« Le
travail est de prime abord un acte qui se passe entre l’homme et la
nature. L’homme y joue lui-même vis-à-vis de la nature le rôle
d’une puissance naturelle. Les forces dont son corps est doué,
bras et jambes, tête et mains, il les met en mouvement, afin de
s’assimiler des matières en leur donnant une forme utile à sa
vie. En même temps qu’il agit par ce mouvement sur la nature
extérieure et la modifie, il modifie sa propre nature, et développe
les facultés qui y sommeillent. Nous ne nous arrêterons pas à cet
état primordial du travail où il n’a pas encore dépouillé son
mode purement instinctif. Notre point de départ c’est le travail
sous une forme qui appartient exclusivement à l’homme. Une
araignée fait des opérations qui ressemblent à celles du
tisserand, et l’abeille confond par la structure de ses cellules de
cire l’habileté de plus d’un architecte. Mais ce qui distingue
dès l’abord le plus mauvais architecte de l’abeille la plus
experte, c’est qu’il a construit la cellule dans sa tête avant
de la construire dans la ruche. Le résultat auquel le travail
aboutit, préexiste idéalement dans l’imagination du travailleur.

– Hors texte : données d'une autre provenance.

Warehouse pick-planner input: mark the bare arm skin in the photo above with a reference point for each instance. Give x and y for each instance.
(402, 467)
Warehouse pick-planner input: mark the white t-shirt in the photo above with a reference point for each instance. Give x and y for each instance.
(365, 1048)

Ce n’est pas qu’il opère seulement un changement de forme dans
les matières naturelles ; il y réalise du même coup son propre but
dont il a conscience, qui détermine comme loi son mode d’action,
et auquel il doit subordonner sa volonté ».
Karl
Marx, Le capital (1867)
A
propos de ce passage
du Capital,
Hannah Arendt écrit :
« Toute
la théorie de Marx repose sur l'idée originelle que le travailleur
avant tout reproduit sa vie en produisant ses moyens de subsistance.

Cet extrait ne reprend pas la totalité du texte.